Definition. Boundary Points. Let $A\subset \mathbb{R}^n$. A point $x\in \mathbb{R}^n$ is called a boundary point of A if every neighborhood of $x$ contains at least one point in $A$ and atleast one point not in $A$.
Let $ S $ be the set $ \mathbb {R} ^ 2 $ with the origin removed, show that $ \vec{0} $ is a boundary point of $ S $.
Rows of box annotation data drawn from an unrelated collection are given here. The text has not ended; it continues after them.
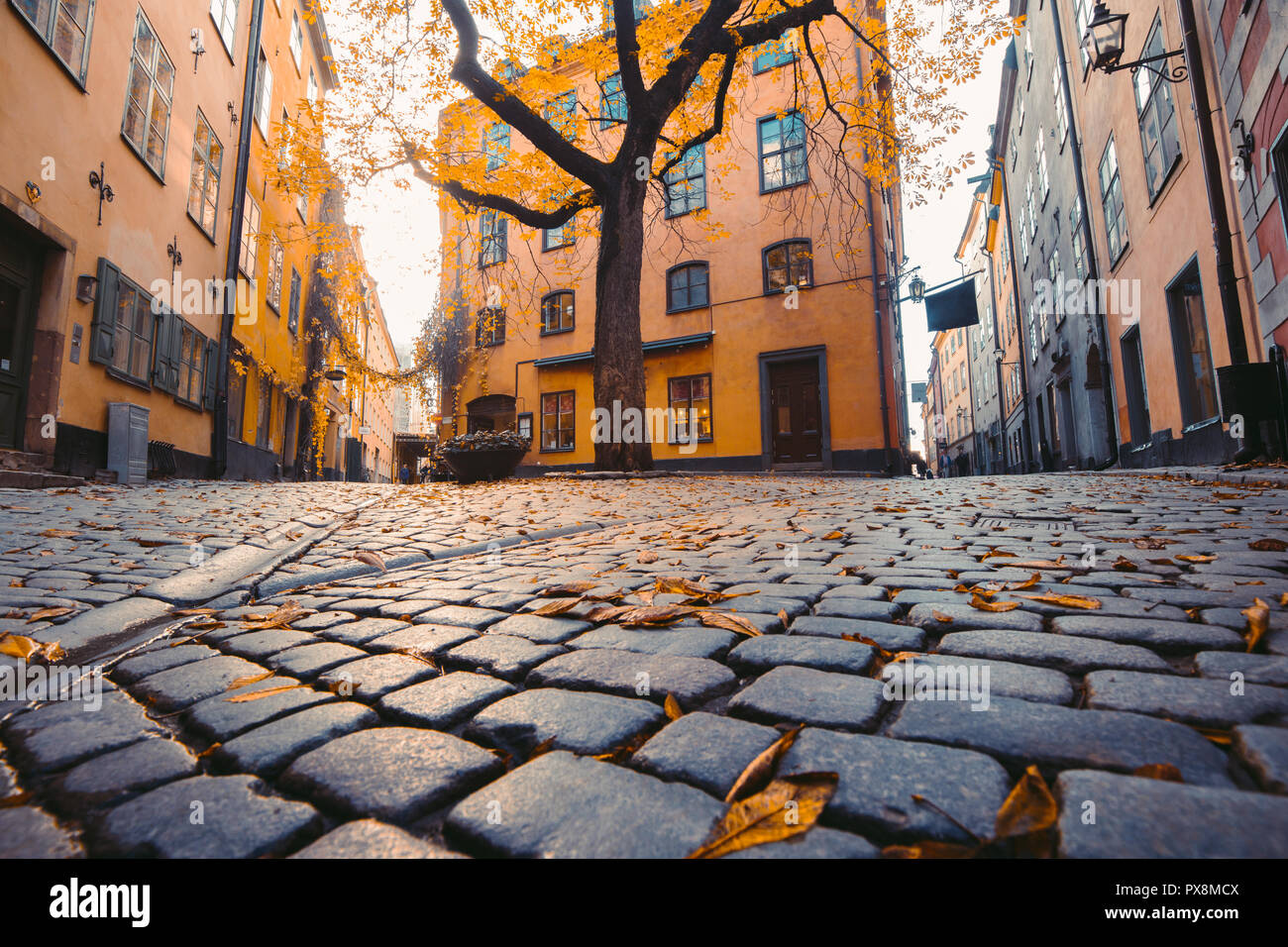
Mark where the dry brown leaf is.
[528,598,581,617]
[27,608,76,625]
[224,684,308,703]
[1020,592,1100,611]
[881,840,979,858]
[224,672,273,690]
[970,592,1020,612]
[724,723,805,802]
[690,773,837,858]
[353,549,389,573]
[698,612,760,638]
[993,766,1060,839]
[1130,763,1185,783]
[662,693,684,720]
[617,605,697,627]
[537,579,599,598]
[1248,540,1288,553]
[1239,598,1270,653]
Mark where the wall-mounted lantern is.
[89,161,116,227]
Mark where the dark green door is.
[0,233,36,447]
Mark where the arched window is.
[541,290,576,335]
[761,240,814,295]
[666,263,709,312]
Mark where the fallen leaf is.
[724,723,805,802]
[698,612,760,638]
[528,596,581,617]
[27,608,76,625]
[662,693,684,720]
[353,549,389,573]
[1248,540,1288,553]
[688,773,837,858]
[970,592,1020,612]
[537,579,599,598]
[224,684,308,703]
[1021,594,1100,611]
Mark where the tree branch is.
[443,0,607,190]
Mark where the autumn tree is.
[324,0,1015,471]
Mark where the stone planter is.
[443,447,527,483]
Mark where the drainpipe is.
[1051,4,1118,471]
[863,179,893,474]
[210,0,265,480]
[1176,0,1248,365]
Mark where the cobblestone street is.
[0,473,1288,858]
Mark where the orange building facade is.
[441,9,909,474]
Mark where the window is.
[255,49,273,138]
[1136,14,1181,201]
[1069,193,1089,279]
[480,210,506,266]
[666,145,707,217]
[474,308,505,348]
[666,374,712,443]
[286,266,303,333]
[14,0,94,85]
[542,91,577,142]
[666,263,709,312]
[1100,136,1127,263]
[599,72,626,129]
[291,10,304,68]
[541,391,577,451]
[210,0,237,55]
[752,36,796,72]
[541,213,577,250]
[188,111,224,240]
[1073,0,1091,69]
[1051,64,1069,149]
[174,322,206,410]
[239,194,259,279]
[541,290,576,335]
[483,121,510,171]
[757,112,808,193]
[255,371,273,451]
[89,258,158,385]
[265,233,284,313]
[1167,262,1219,427]
[121,9,174,177]
[763,240,814,295]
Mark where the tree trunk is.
[592,174,653,472]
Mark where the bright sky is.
[327,13,1005,450]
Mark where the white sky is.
[329,14,1005,450]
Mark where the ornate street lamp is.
[909,275,926,303]
[1082,0,1189,82]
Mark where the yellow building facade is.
[441,9,909,474]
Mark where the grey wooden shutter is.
[89,257,121,365]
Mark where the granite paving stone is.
[376,672,518,730]
[215,701,380,776]
[729,666,888,730]
[464,688,666,756]
[445,750,725,858]
[282,727,505,823]
[1055,771,1288,858]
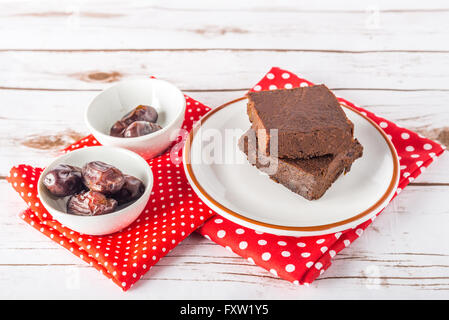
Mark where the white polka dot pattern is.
[8,96,215,290]
[8,68,444,290]
[199,68,443,284]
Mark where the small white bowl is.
[85,78,186,159]
[38,147,153,235]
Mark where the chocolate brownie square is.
[247,85,354,159]
[238,129,363,200]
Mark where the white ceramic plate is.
[183,98,399,237]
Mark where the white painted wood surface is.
[0,0,449,299]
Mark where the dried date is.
[123,121,162,138]
[67,191,118,216]
[43,164,84,197]
[121,105,158,126]
[112,174,145,205]
[82,161,125,194]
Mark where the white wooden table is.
[0,0,449,299]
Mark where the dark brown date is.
[109,120,127,137]
[123,121,162,138]
[121,105,158,126]
[43,164,84,197]
[82,161,125,194]
[112,174,145,205]
[67,191,118,216]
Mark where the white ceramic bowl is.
[38,147,153,235]
[85,78,186,159]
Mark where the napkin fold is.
[7,68,444,291]
[7,96,215,291]
[198,67,444,284]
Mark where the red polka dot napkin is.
[198,68,444,284]
[7,96,215,290]
[8,68,444,290]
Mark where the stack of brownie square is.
[239,85,363,200]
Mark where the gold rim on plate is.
[183,97,399,232]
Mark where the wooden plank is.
[0,50,449,90]
[0,90,449,183]
[0,182,449,299]
[0,0,449,51]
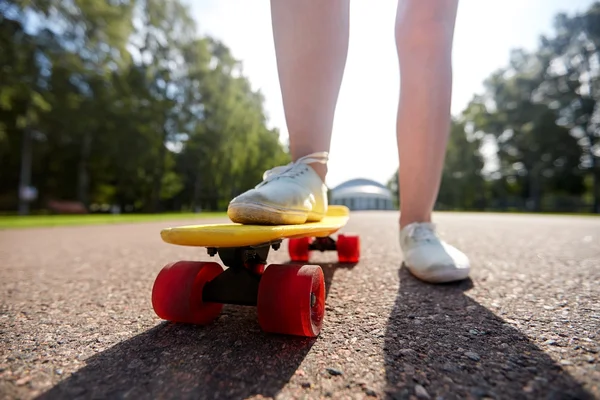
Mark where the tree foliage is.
[393,2,600,213]
[0,0,288,211]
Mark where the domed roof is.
[331,178,393,199]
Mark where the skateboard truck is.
[202,240,281,306]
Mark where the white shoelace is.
[261,151,329,185]
[406,222,437,242]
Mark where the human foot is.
[400,223,471,283]
[227,152,328,225]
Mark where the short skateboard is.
[152,205,360,337]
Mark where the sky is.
[190,0,593,187]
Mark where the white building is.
[330,178,395,210]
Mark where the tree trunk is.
[150,128,167,216]
[192,171,202,212]
[19,127,31,215]
[77,132,92,208]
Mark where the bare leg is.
[271,0,350,180]
[396,0,458,227]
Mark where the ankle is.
[308,163,327,182]
[400,212,431,229]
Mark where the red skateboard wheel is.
[152,261,223,325]
[257,265,325,337]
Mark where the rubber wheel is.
[152,261,223,325]
[337,234,360,263]
[288,237,310,262]
[257,265,325,337]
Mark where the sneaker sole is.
[227,204,309,225]
[406,265,471,283]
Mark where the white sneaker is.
[227,152,329,225]
[400,223,471,283]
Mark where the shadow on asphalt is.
[38,263,353,399]
[384,265,593,400]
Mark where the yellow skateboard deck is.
[160,205,350,248]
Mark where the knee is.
[395,0,458,57]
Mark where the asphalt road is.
[0,212,600,400]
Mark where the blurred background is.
[0,0,600,215]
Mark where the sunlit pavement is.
[0,212,600,399]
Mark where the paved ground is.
[0,213,600,400]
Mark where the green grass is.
[0,212,227,229]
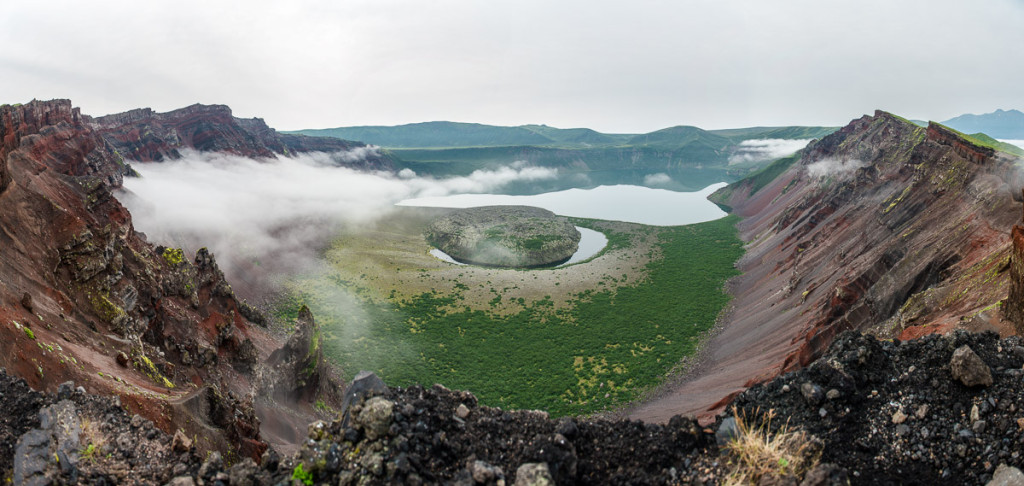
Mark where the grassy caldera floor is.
[278,208,742,415]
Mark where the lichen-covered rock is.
[515,462,555,486]
[949,345,992,387]
[426,206,581,267]
[355,397,394,440]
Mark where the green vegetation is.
[292,462,313,486]
[932,122,1024,157]
[743,150,804,194]
[709,150,804,206]
[709,127,839,141]
[290,122,836,188]
[278,217,742,415]
[968,133,1024,157]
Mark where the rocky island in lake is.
[426,206,581,267]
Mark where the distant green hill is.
[291,122,836,191]
[519,125,633,146]
[628,126,733,153]
[942,109,1024,140]
[289,122,557,148]
[709,127,839,141]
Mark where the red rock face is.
[87,104,394,170]
[1004,224,1024,334]
[632,112,1024,421]
[0,100,350,457]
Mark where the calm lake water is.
[398,182,726,226]
[397,182,726,265]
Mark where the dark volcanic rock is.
[733,332,1024,485]
[427,206,581,267]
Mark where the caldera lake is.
[396,182,727,265]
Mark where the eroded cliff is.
[0,100,356,456]
[632,112,1021,421]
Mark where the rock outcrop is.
[86,104,394,170]
[0,100,352,456]
[8,332,1024,485]
[632,112,1022,421]
[427,206,581,268]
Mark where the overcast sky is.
[0,0,1024,133]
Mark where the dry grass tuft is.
[724,408,821,485]
[79,416,106,462]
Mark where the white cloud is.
[643,172,672,185]
[729,138,811,165]
[118,148,557,284]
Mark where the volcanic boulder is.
[427,206,581,268]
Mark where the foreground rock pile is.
[0,333,1024,486]
[733,332,1024,484]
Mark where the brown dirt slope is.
[0,100,348,456]
[629,112,1021,422]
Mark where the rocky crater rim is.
[426,206,582,268]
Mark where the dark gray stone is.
[949,345,992,387]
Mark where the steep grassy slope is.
[633,112,1021,419]
[942,109,1024,140]
[283,214,742,415]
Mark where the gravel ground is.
[0,333,1024,486]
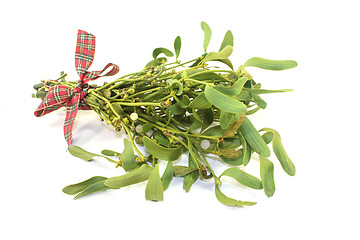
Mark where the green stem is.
[121,123,145,157]
[194,143,221,185]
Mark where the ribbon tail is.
[64,94,80,146]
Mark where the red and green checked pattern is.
[34,30,119,145]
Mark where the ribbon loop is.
[34,30,119,145]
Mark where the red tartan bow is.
[34,30,119,145]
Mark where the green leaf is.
[68,145,97,161]
[161,161,174,191]
[259,155,275,197]
[187,93,211,109]
[62,176,107,195]
[219,30,234,51]
[153,48,174,59]
[145,57,167,67]
[74,180,110,199]
[219,111,233,130]
[142,123,153,133]
[220,168,263,189]
[260,129,274,144]
[174,36,181,59]
[243,57,297,70]
[218,147,241,158]
[167,79,183,96]
[183,153,199,192]
[165,103,185,115]
[201,45,233,63]
[187,69,229,81]
[215,184,256,207]
[239,117,270,157]
[214,77,248,96]
[250,84,267,109]
[261,128,296,176]
[174,166,198,177]
[220,134,252,166]
[143,137,182,161]
[204,85,247,113]
[154,132,171,147]
[200,107,214,132]
[223,113,245,138]
[104,164,152,188]
[145,164,164,201]
[202,125,225,137]
[245,106,261,115]
[120,138,139,172]
[201,21,212,52]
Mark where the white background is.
[0,0,360,239]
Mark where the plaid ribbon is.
[34,30,119,145]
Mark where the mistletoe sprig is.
[34,22,297,206]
Proof. To show that $ \vec{0} = (0, \: 0) $ we have to show that for all $ \varepsilon> 0 $ the following is true for the interval $ I = (0- \varepsilon, \: 0 + \varepsilon) $:
$$ I \cap (0, \: 0) \neq \emptyset \wedge I \cap S \neq \emptyset $$
Clearly, $ 0 - \frac{\epsilon} {2} <0 $, since $ \epsilon> 0 $ and $ 0- \frac{\epsilon}{2}> 0- \epsilon $. This means:
$$0- \frac{\epsilon}{2} \in I \wedge 0- \frac{\epsilon}{2} \notin (0, \: 0)$$
Similarly, for $ x = 0 + \frac {\varepsilon} {2} $ we have
$$x \in I,\: x \in (0, \: 0)$$
This proves that $ (0, \: 0) $ is a boundary point of $ S $
It's okay? Any suggestion?
Well, while it's a nice try, you seem to have assumed, incorrectly, that a neighborhood of the origin is, or contains, an interval in $\mathbb R^{\color {red}{1}} $.
So, instead you should show that any ball in $\mathbb R^{\color {blue}{2}} $ containing $\vec0$ intersects $\mathbb R^2\setminus\{\vec0\} $.
You're off by one dimension, and should point out how you pass to an interval.